Not all issues have equal impact. Use this framework to triage what you find.
| Priority | Fix Within | Examples |
|---|---|---|
| P0 Critical | 24 hours | Entire site blocked in robots.txt, homepage returning 404, sitemap returning 5xx |
| P1 High | 1 week | Key pages not indexed, poor Core Web Vitals on main templates, redirect chains on top pages |
| P2 Medium | 2-4 weeks | Duplicate title tags, missing meta descriptions, orphan pages, duplicate content |
| P3 Low | Next sprint | Missing schema markup, sub-optimal image alt text, minor canonicalisation |
50%
of sites have duplicate meta descriptions; 54% have duplicate title tags
Source: SE Ranking
Several patterns trip up even experienced SEOs during a quick audit.
A page appearing in GSC's "Not indexed" report is rarely a penalty. It is usually a crawl budget issue, thin content, or a misconfigured canonical. Start by understanding the reported reason before assuming the worst.
Redirect chains often exist because internal links point to the old URL, not the final destination. Updating the redirect without also updating the internal links that point to it means the chain disappears from the redirect report but the equity still flows through an unnecessary hop. See our guide to fixing redirect chains for the correct approach.
GSC shows both mobile and desktop CWV reports. Mobile scores are almost always worse and are the ones Google uses for ranking in mobile-first indexing. Focus your speed fixes on mobile metrics first.
Internal linking is consistently underweighted in quick audits. A page can have perfect meta tags, fast load times, and proper indexing, yet rank poorly because no other pages link to it. Allocating at least 5 minutes of every audit to internal link structure prevents this common oversight.
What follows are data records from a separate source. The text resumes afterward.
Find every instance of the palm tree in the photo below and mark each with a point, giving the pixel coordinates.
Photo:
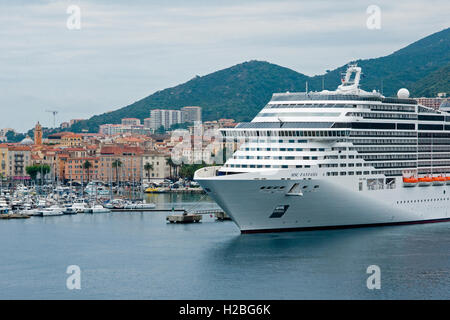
(148, 167)
(116, 164)
(86, 166)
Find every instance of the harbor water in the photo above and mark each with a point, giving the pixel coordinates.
(140, 256)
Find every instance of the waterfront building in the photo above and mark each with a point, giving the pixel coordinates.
(38, 134)
(75, 170)
(165, 118)
(191, 114)
(130, 159)
(432, 102)
(19, 157)
(64, 125)
(158, 160)
(70, 139)
(73, 121)
(147, 123)
(335, 159)
(131, 122)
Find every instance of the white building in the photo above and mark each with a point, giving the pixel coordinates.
(161, 169)
(191, 114)
(165, 118)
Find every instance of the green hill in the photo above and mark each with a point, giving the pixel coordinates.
(240, 91)
(432, 84)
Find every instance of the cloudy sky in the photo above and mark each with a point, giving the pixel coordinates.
(126, 50)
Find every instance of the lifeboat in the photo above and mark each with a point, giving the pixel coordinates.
(410, 182)
(425, 181)
(439, 181)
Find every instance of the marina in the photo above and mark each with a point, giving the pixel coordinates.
(139, 255)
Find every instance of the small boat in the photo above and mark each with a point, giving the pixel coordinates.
(439, 181)
(140, 205)
(79, 207)
(410, 182)
(52, 211)
(425, 181)
(70, 210)
(98, 209)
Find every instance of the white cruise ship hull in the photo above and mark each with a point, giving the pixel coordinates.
(323, 203)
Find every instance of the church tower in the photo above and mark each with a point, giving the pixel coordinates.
(38, 134)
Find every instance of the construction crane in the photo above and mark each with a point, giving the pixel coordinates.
(54, 112)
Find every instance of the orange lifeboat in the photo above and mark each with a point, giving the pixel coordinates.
(425, 181)
(410, 182)
(439, 181)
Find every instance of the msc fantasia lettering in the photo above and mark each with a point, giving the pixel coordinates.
(304, 174)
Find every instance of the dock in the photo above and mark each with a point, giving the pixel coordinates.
(184, 218)
(13, 216)
(148, 210)
(218, 213)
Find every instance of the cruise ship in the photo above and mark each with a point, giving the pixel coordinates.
(335, 159)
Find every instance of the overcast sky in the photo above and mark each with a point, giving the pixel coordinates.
(130, 49)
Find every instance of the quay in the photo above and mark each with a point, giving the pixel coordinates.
(13, 216)
(148, 210)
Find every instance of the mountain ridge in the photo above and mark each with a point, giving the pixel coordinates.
(240, 91)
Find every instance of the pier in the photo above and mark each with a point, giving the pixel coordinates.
(13, 216)
(184, 218)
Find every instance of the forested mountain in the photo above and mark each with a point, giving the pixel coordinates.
(240, 91)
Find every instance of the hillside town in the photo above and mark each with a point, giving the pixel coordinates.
(125, 153)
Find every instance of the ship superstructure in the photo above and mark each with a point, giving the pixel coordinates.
(335, 159)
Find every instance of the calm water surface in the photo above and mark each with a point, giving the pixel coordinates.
(140, 256)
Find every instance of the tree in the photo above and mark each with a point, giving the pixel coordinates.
(187, 170)
(87, 165)
(117, 164)
(148, 167)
For the broader context of how these checks fit into your overall technical foundation, see our technical SEO beginner's guide. For an in-depth look at one of the most commonly found issues, our guide on fixing redirect chains and loops provides step-by-step fixes.
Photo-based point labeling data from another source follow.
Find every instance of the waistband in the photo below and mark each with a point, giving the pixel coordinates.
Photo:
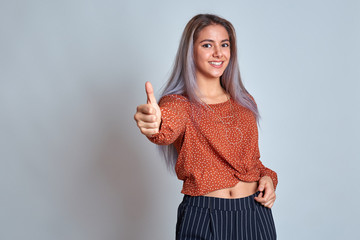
(223, 204)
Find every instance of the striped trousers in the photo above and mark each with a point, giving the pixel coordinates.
(209, 218)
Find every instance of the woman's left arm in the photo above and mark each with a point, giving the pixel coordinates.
(267, 194)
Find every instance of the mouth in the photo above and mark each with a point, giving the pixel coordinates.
(217, 64)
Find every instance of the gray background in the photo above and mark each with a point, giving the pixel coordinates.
(73, 163)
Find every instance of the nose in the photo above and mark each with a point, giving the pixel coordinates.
(217, 52)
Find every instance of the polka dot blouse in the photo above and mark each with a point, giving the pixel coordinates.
(217, 144)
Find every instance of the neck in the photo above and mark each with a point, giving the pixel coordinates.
(210, 91)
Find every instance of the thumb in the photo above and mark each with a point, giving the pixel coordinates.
(261, 187)
(150, 93)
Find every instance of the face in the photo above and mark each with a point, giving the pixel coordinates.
(211, 52)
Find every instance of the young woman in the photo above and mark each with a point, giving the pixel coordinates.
(206, 124)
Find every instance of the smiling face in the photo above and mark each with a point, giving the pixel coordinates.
(211, 52)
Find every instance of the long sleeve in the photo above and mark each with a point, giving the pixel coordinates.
(264, 171)
(174, 116)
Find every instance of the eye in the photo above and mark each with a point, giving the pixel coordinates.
(206, 45)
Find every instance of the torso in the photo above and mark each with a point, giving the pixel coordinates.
(240, 190)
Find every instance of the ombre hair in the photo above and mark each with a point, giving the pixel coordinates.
(183, 77)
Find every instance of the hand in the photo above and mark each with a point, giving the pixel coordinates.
(148, 116)
(267, 194)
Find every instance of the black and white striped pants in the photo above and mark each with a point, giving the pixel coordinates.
(209, 218)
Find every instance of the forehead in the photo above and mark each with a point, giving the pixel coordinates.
(213, 32)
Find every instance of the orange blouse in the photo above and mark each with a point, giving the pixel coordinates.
(217, 144)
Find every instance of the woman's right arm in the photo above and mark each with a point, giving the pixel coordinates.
(162, 123)
(148, 116)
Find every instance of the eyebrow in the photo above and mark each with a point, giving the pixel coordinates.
(209, 40)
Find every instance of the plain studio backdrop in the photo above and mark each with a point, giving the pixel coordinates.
(74, 165)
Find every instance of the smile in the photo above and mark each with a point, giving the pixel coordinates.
(216, 63)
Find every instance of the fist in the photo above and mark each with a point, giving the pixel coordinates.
(148, 116)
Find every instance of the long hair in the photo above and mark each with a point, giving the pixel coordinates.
(183, 77)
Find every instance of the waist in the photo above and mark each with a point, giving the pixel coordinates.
(236, 204)
(240, 190)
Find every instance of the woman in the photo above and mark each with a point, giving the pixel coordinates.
(206, 124)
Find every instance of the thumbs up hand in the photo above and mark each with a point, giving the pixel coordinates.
(148, 116)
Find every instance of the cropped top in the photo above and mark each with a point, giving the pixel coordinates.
(217, 144)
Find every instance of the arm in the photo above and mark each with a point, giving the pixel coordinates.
(174, 117)
(267, 183)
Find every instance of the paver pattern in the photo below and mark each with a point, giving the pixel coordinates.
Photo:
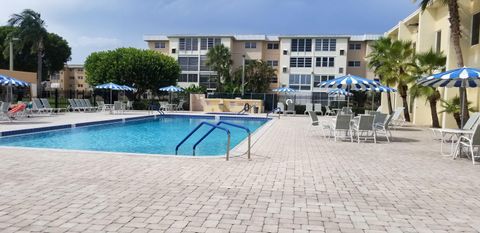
(296, 182)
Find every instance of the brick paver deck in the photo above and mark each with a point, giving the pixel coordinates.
(296, 182)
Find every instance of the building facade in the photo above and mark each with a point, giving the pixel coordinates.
(301, 61)
(430, 29)
(72, 77)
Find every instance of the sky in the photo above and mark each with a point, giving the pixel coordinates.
(95, 25)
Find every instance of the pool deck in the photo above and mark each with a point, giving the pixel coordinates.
(296, 182)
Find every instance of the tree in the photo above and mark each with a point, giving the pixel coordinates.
(57, 52)
(219, 60)
(142, 69)
(397, 66)
(455, 36)
(31, 31)
(427, 63)
(376, 60)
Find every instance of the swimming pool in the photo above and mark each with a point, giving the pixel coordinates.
(148, 136)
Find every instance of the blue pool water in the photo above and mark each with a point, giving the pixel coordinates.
(150, 136)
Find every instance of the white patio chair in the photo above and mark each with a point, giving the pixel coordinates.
(318, 108)
(470, 142)
(364, 128)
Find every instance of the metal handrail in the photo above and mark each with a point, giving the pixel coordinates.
(273, 111)
(231, 124)
(213, 127)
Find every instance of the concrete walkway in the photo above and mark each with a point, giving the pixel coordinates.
(296, 182)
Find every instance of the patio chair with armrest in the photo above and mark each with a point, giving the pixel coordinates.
(470, 142)
(364, 128)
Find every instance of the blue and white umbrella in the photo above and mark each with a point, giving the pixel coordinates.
(284, 89)
(349, 82)
(171, 89)
(10, 82)
(338, 92)
(461, 77)
(111, 87)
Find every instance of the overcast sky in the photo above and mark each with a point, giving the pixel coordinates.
(93, 25)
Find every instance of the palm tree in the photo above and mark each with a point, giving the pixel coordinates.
(455, 36)
(379, 50)
(427, 63)
(219, 60)
(398, 66)
(30, 28)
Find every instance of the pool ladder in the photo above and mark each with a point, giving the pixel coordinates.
(213, 127)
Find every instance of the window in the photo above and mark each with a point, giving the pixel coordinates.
(250, 45)
(208, 43)
(188, 63)
(274, 79)
(300, 81)
(325, 44)
(354, 63)
(188, 78)
(272, 46)
(272, 63)
(354, 46)
(317, 79)
(438, 41)
(476, 28)
(160, 45)
(208, 81)
(300, 62)
(325, 62)
(203, 64)
(301, 45)
(188, 44)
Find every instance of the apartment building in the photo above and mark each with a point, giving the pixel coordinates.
(72, 77)
(430, 29)
(301, 61)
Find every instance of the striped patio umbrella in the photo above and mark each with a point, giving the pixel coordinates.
(10, 82)
(170, 90)
(348, 83)
(339, 92)
(111, 87)
(461, 77)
A technical SEO audit is a systematic review of a website's technical infrastructure covering how search engines crawl, render, and index its pages. It typically examines indexability, crawlability, site speed, Core Web Vitals, internal linking, structured data, robots.txt, sitemaps, and redirect configuration. The output is a prioritised list of issues affecting organic search performance.
A focussed audit using the right tools takes 30 minutes for the critical checks and covers the issues affecting most sites. Comprehensive audits for large enterprise sites with complex architectures, multiple subdomains, or international configurations can take days or weeks. For most sites under 10,000 pages, a monthly 30-minute check supplemented by a deeper quarterly review is an effective maintenance cadence.
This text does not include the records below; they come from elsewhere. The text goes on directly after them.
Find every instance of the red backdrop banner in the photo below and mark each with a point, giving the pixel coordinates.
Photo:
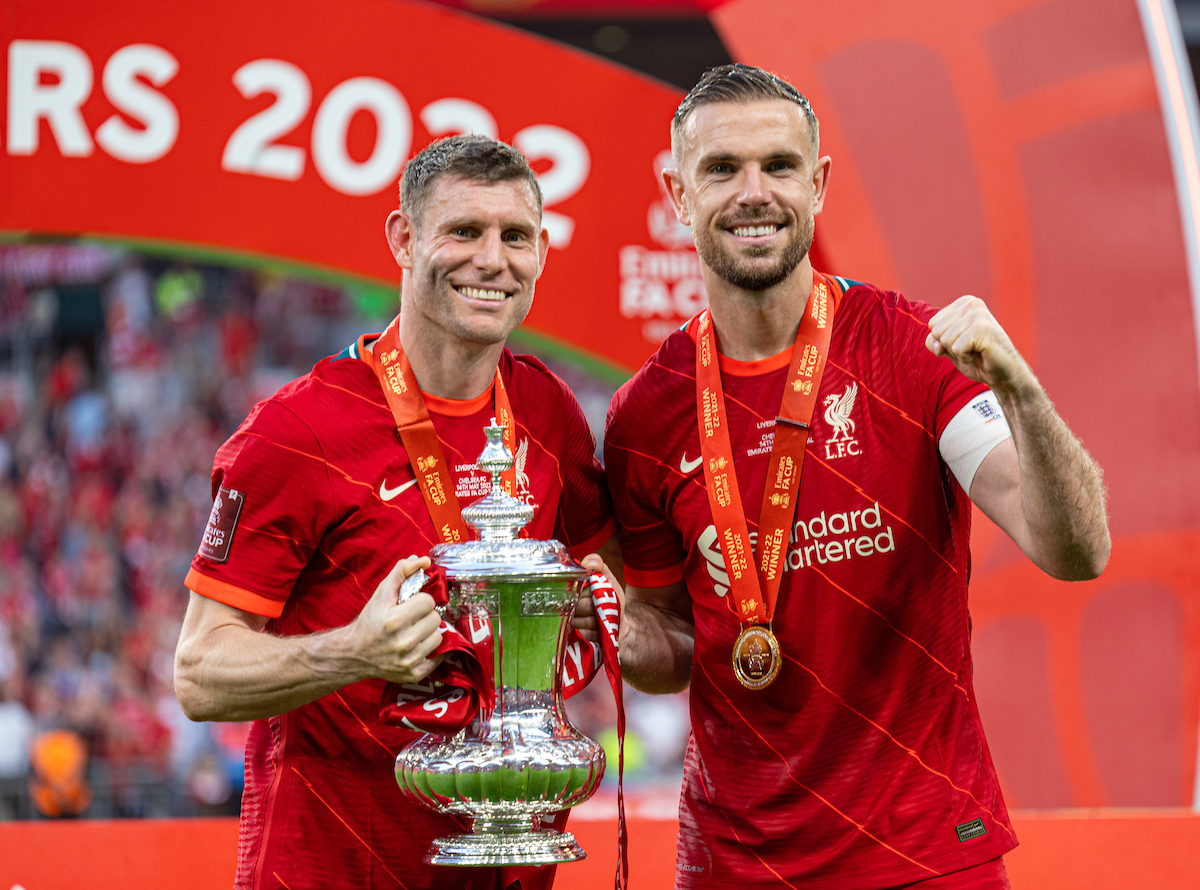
(280, 128)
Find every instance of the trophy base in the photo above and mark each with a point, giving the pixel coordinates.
(504, 842)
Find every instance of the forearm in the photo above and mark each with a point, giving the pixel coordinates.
(1061, 491)
(235, 673)
(655, 649)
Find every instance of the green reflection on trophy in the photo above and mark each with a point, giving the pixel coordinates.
(522, 759)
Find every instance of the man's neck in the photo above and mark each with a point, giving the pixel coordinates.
(754, 325)
(445, 366)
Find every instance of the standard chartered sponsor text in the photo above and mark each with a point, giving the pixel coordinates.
(820, 540)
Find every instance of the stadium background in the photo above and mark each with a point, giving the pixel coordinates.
(157, 277)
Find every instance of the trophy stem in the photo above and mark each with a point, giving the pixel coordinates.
(507, 840)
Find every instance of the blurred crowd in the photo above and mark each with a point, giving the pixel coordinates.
(120, 376)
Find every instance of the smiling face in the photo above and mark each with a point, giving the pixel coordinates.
(749, 185)
(471, 259)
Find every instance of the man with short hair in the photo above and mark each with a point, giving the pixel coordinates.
(294, 619)
(791, 473)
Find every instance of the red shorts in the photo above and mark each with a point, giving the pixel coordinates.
(988, 876)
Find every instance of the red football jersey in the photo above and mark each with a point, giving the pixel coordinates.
(864, 764)
(315, 503)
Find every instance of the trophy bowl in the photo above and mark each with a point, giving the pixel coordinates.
(521, 759)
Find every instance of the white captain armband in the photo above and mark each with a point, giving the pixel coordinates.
(971, 436)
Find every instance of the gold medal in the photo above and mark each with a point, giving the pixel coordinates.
(756, 657)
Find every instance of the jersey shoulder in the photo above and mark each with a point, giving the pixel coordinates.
(667, 377)
(870, 302)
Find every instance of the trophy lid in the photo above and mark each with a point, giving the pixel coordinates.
(497, 517)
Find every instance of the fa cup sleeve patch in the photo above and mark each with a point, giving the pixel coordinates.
(222, 521)
(969, 830)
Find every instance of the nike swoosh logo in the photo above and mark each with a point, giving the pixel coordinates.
(387, 493)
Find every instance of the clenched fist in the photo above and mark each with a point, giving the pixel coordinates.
(970, 336)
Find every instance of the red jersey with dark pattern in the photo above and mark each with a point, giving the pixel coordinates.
(864, 764)
(317, 505)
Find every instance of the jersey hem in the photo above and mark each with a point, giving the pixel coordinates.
(231, 595)
(951, 864)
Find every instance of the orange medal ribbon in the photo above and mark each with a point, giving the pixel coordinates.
(421, 439)
(755, 588)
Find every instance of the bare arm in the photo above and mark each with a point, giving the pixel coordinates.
(1041, 487)
(226, 668)
(657, 638)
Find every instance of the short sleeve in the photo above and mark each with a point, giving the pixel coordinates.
(651, 546)
(943, 389)
(273, 501)
(585, 511)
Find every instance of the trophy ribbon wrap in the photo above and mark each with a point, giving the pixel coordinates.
(462, 685)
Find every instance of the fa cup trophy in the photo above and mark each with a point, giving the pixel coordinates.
(522, 758)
The minimum toolkit is Google Search Console (free), Screaming Frog SEO Spider (free up to 500 URLs), and Google PageSpeed Insights (free). These three tools cover indexing, crawl errors, broken links, redirect issues, duplicate content, and Core Web Vitals. Adding Linki extends coverage to internal link analysis and orphan page detection, completing the audit picture.
Prioritise in this order: pages that should be indexed but are not (check GSC Coverage report first), 4xx and 5xx errors surfaced by a site crawl, Core Web Vitals failures (check GSC Experience report), robot.txt misconfigurations blocking important content, and internal link gaps including orphan pages. These five categories cover the issues most likely to have an immediate ranking impact.
A quick 30-minute audit monthly catches issues before they compound. A deeper audit covering structured data, international SEO, JavaScript rendering, and advanced crawl analysis should run quarterly. Additionally, run an audit immediately after any major site change: a CMS migration, URL restructure, new template launch, or significant content update.